AMC 14 weiter auf Wanderschaft

Der Mitte März gestartete Fernsehsatellit kommt langsam dem geostationären Orbit näher, hat aber noch ein gutes Stück vor sich.

Ein Beitrag von Günther Glatzel. Quelle: Starttabellen von Raumfahrer.net.

Wenn man sich die Bahndaten der in diesem Jahr gestarteten Satelliten genauer betrachtet, so bemerkt man rasch, dass einige davon den geostationären Orbit noch nicht ganz erreicht haben. Meist weicht die Bahnneigung um einiges vom Idealwert Null ab, was natürlich auch Empfangsprobleme nach sich ziehen kann. AMC 14, der für SES Americom gebaut wurde, ist ein Paradebeispiel dafür.
Gestartet am 14. März mit einer Proton-Trägerrakete und Briz-Oberstufe gelangte er wegen eines vorzeitigen Abschaltens der Oberstufe nicht in seinen Zielorbit. Die Bahnparameter waren zunächst 771 x 26.449 km bei 49,2° Bahnneigung. Daraufhin hatte man die Lage genau analysiert und im Mai mehrere größere Korrekturmanöver mit dem Antrieb des Satelliten ausgeführt. So gelangte AMC 14 (in mindestens fünf Etappen) auf eine Bahn mit 19,4° Bahnneigung und einer Höhe zwischen 16.859 und 35.594 km.

In den letzten Wochen nun hat man möglicherweise die Gravitation des Mondes dazu genutzt, die Bahn ohne großen Treibstoffeinsatz weiter zu verändern.

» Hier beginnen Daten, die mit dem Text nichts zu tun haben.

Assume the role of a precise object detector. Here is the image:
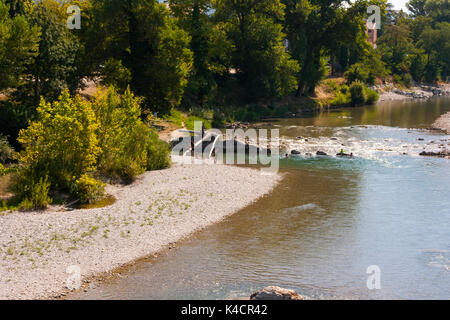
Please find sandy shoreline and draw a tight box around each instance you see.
[375,83,450,102]
[433,112,450,134]
[0,164,281,299]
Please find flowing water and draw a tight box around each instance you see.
[74,98,450,299]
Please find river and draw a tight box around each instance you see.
[71,98,450,299]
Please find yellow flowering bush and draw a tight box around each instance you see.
[18,91,100,189]
[72,174,105,203]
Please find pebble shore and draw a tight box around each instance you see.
[0,164,281,299]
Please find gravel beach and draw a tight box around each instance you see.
[433,112,450,133]
[0,164,281,299]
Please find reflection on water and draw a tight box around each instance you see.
[71,99,450,299]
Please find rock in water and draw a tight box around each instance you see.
[250,287,305,300]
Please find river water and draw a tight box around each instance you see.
[72,98,450,299]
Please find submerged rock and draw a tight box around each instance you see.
[250,287,305,300]
[419,151,450,158]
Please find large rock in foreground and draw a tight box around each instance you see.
[250,287,305,300]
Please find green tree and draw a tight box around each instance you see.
[0,0,40,91]
[378,23,414,75]
[406,0,427,17]
[29,0,81,101]
[86,0,192,113]
[214,0,299,102]
[18,91,100,190]
[5,0,34,17]
[169,0,215,105]
[425,0,450,22]
[283,0,386,95]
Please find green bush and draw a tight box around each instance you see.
[339,84,350,94]
[366,88,380,104]
[71,174,105,203]
[147,132,171,170]
[350,81,367,106]
[330,91,351,106]
[211,110,226,128]
[14,170,52,210]
[93,87,150,183]
[101,59,131,92]
[18,91,100,190]
[344,63,369,83]
[0,134,14,163]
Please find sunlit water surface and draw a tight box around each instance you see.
[71,98,450,299]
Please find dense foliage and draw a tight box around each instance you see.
[0,0,450,208]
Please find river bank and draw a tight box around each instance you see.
[374,83,450,102]
[0,164,280,299]
[433,112,450,133]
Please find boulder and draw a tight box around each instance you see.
[419,151,450,158]
[250,287,305,300]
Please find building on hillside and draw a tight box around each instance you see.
[366,23,378,48]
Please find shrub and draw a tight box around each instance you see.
[18,91,100,189]
[402,73,413,88]
[147,132,171,170]
[0,134,14,163]
[339,84,350,94]
[211,110,226,128]
[101,59,131,92]
[344,63,369,83]
[93,87,150,182]
[14,169,52,210]
[185,116,212,130]
[330,91,351,106]
[71,174,105,203]
[366,88,380,104]
[350,81,367,106]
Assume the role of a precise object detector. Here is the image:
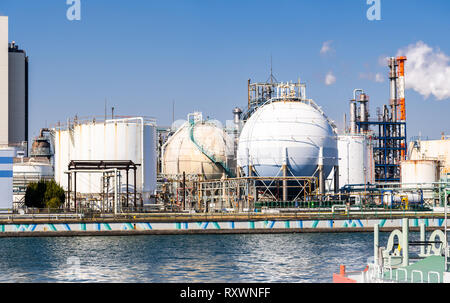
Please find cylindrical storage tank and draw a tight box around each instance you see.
[338,135,375,187]
[53,117,157,203]
[162,121,233,180]
[237,101,338,177]
[400,160,439,200]
[8,43,28,143]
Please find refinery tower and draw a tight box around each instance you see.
[0,16,28,153]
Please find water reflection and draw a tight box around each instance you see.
[0,233,414,282]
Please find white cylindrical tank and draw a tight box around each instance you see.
[53,117,157,202]
[400,160,439,188]
[400,160,439,200]
[8,42,28,143]
[237,100,338,177]
[162,117,234,179]
[338,134,375,187]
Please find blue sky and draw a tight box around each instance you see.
[0,0,450,138]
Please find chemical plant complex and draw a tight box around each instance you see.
[0,17,450,226]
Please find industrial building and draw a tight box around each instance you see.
[51,117,157,211]
[0,17,450,215]
[0,16,28,151]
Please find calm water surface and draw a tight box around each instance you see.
[0,233,402,283]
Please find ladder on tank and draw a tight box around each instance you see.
[189,122,234,177]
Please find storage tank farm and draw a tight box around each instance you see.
[237,82,338,201]
[52,117,157,205]
[162,112,235,180]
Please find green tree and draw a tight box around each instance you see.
[25,180,65,208]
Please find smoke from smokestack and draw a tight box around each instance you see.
[397,41,450,100]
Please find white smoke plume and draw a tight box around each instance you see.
[397,41,450,100]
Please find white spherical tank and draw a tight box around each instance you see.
[237,100,338,177]
[162,121,233,179]
[53,117,157,202]
[338,134,375,187]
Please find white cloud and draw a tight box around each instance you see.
[375,73,384,83]
[359,73,384,83]
[378,55,389,67]
[325,71,336,85]
[320,40,333,55]
[397,41,450,100]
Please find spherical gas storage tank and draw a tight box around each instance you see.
[237,100,338,177]
[162,115,233,180]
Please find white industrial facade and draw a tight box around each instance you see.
[0,16,9,144]
[338,134,375,187]
[8,42,28,144]
[53,117,157,201]
[0,148,14,209]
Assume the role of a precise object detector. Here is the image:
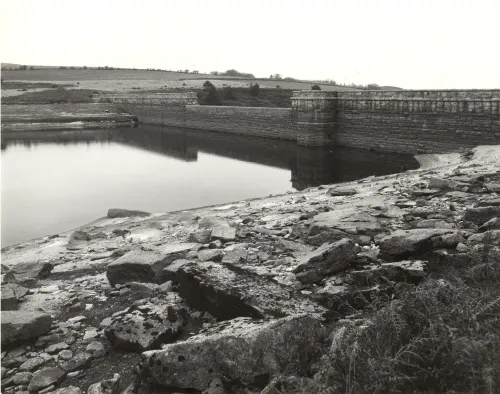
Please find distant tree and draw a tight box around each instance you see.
[198,81,219,105]
[219,69,255,79]
[249,83,260,96]
[222,86,235,100]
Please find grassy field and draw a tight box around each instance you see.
[2,68,364,107]
[2,68,358,91]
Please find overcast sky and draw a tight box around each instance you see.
[0,0,500,89]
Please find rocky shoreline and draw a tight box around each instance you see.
[1,146,500,394]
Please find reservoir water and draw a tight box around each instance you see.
[1,126,418,247]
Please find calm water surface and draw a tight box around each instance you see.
[1,126,418,247]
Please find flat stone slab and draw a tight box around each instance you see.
[10,261,54,284]
[307,208,382,246]
[141,315,323,390]
[1,311,52,345]
[380,228,460,260]
[177,262,325,320]
[293,238,361,283]
[104,293,190,352]
[344,260,428,286]
[107,208,151,219]
[106,243,196,286]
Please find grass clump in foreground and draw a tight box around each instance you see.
[322,250,500,393]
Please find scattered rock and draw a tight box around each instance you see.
[380,229,458,260]
[85,341,106,358]
[50,386,83,394]
[142,315,323,390]
[467,230,500,246]
[1,311,52,346]
[293,238,361,283]
[61,352,92,372]
[464,206,500,225]
[105,293,190,352]
[45,342,69,354]
[11,261,54,285]
[177,262,324,320]
[19,357,46,371]
[344,260,428,286]
[14,372,33,386]
[429,177,459,190]
[327,186,357,197]
[189,229,212,244]
[87,373,120,394]
[198,249,224,261]
[106,243,193,286]
[307,208,382,246]
[479,217,500,231]
[210,226,236,242]
[28,367,66,392]
[1,283,28,311]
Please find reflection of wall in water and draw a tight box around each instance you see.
[113,125,295,169]
[292,146,418,190]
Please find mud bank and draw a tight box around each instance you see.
[2,103,137,132]
[2,146,500,394]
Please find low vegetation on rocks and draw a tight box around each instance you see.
[1,147,500,394]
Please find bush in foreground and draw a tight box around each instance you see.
[325,279,500,393]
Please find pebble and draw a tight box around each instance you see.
[58,350,73,360]
[85,341,106,358]
[19,357,45,371]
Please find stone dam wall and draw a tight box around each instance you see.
[97,90,500,154]
[334,90,500,153]
[97,92,296,141]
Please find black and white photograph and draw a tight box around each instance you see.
[0,0,500,394]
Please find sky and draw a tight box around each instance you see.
[0,0,500,89]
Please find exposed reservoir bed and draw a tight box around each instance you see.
[1,126,418,246]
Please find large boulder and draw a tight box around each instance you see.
[141,315,324,390]
[2,283,28,311]
[464,206,500,226]
[87,373,121,394]
[107,208,151,219]
[104,293,190,352]
[176,261,324,320]
[344,260,428,286]
[380,228,461,260]
[1,311,52,346]
[106,243,194,286]
[28,367,66,392]
[293,238,361,283]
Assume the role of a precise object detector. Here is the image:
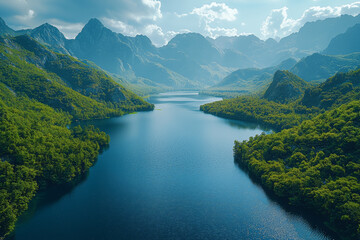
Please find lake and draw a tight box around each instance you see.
[10,92,330,240]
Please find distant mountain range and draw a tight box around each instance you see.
[0,15,360,93]
[0,35,152,120]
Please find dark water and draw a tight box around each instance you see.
[12,93,329,240]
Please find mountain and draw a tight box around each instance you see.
[29,23,69,54]
[324,24,360,55]
[208,58,296,93]
[209,15,360,68]
[0,35,151,119]
[301,69,360,109]
[0,17,15,36]
[279,15,360,53]
[263,70,310,103]
[68,19,202,89]
[290,53,360,82]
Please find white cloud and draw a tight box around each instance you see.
[102,18,140,36]
[142,0,162,21]
[205,25,238,38]
[102,18,178,46]
[49,19,84,39]
[175,2,239,38]
[15,9,35,23]
[190,2,238,23]
[261,2,360,38]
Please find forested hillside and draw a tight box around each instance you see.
[234,101,360,239]
[200,66,360,239]
[0,35,152,119]
[0,36,154,238]
[0,83,109,237]
[200,67,360,130]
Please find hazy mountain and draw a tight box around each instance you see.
[208,58,296,93]
[324,24,360,55]
[290,53,360,82]
[279,15,360,53]
[0,17,15,35]
[263,70,310,103]
[302,69,360,109]
[209,15,360,67]
[29,23,69,54]
[0,35,151,119]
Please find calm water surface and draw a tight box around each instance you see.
[11,93,330,240]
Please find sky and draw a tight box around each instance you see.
[0,0,360,46]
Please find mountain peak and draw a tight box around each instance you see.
[85,18,104,28]
[76,18,111,40]
[0,17,15,35]
[264,70,309,103]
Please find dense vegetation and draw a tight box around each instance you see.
[301,69,360,109]
[0,36,154,239]
[264,70,310,103]
[200,96,320,130]
[0,84,109,236]
[0,36,153,119]
[234,101,360,239]
[201,67,360,239]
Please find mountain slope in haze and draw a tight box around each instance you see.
[263,70,310,103]
[279,15,360,52]
[0,35,152,119]
[208,58,296,93]
[324,24,360,55]
[28,23,69,54]
[290,53,360,82]
[209,15,360,68]
[68,19,202,89]
[301,66,360,109]
[0,17,15,36]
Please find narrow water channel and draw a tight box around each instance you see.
[10,92,330,240]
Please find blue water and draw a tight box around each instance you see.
[12,93,330,240]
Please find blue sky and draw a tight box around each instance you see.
[0,0,360,46]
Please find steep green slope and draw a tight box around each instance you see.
[0,83,109,238]
[324,24,360,55]
[234,101,360,239]
[0,36,152,119]
[200,96,319,131]
[301,69,360,109]
[263,71,310,103]
[207,58,296,93]
[290,53,360,82]
[200,66,360,130]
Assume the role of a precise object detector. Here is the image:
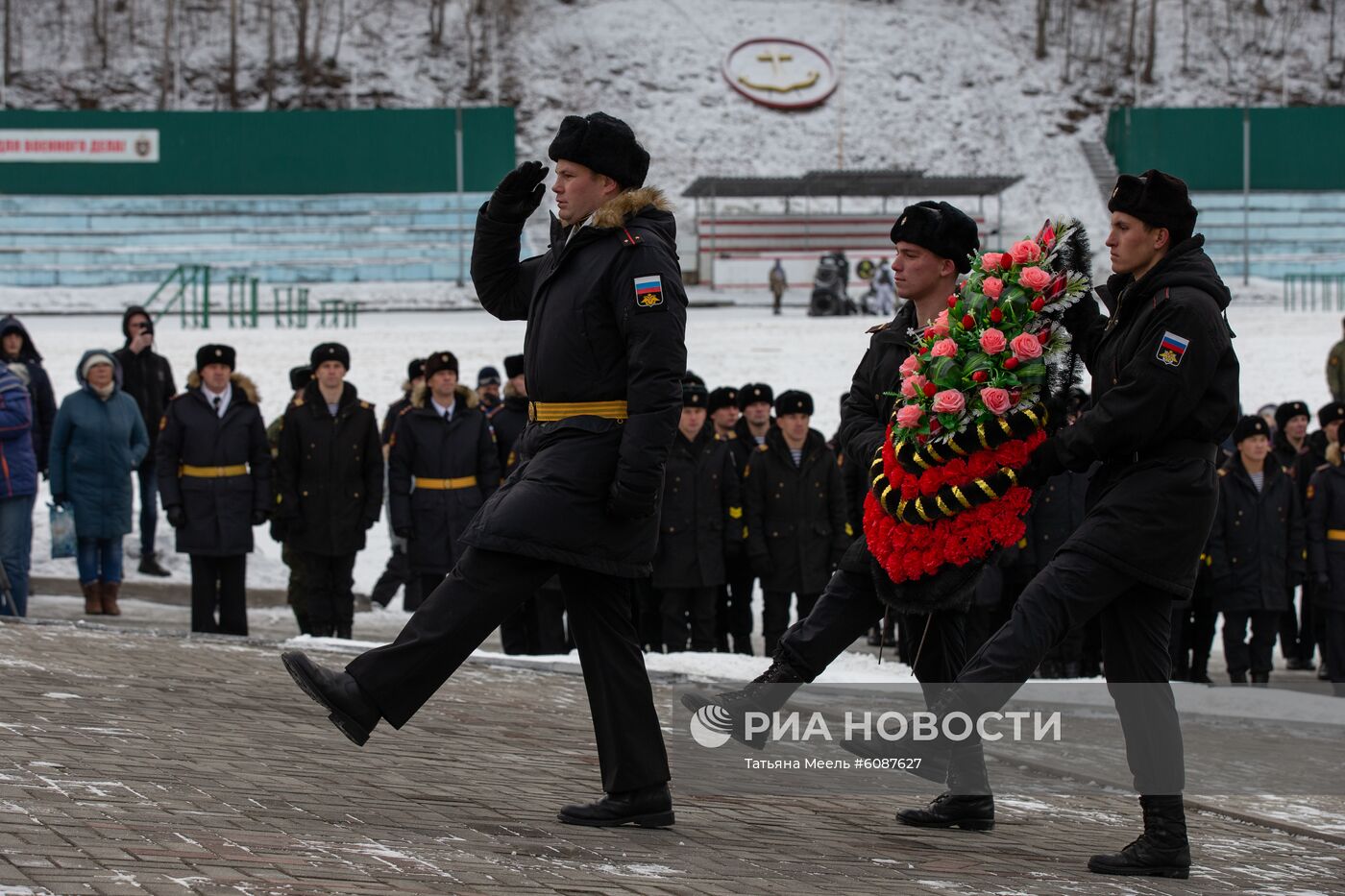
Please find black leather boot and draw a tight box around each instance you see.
[1088,795,1190,880]
[280,650,382,747]
[558,785,676,828]
[897,742,995,830]
[682,651,804,749]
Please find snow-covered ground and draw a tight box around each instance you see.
[18,281,1339,592]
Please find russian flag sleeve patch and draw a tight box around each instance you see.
[1156,332,1190,367]
[635,275,663,308]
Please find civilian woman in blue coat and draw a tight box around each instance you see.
[51,349,149,617]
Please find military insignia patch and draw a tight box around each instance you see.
[1157,332,1190,367]
[635,275,663,308]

Durch viele kleine “Schritte” umläuft der bisher verhinderte Fernsehsatellit die Erde nun auf einer Bahn mit 26.424 x 36.140 km Höhe bei 16,2° Inklination. Ob der Satellit jedoch die geostationäre Bahn erreicht und wie lange er mit verminderten Treibstoffvorräten dort eingesetzt werden kann, ist wohl nicht absehbar. Es kann auch nicht ausgeschlossen werden, dass die russischen Techniker AMC 14 nur für Übungszwecke für derartige Manöver verwenden.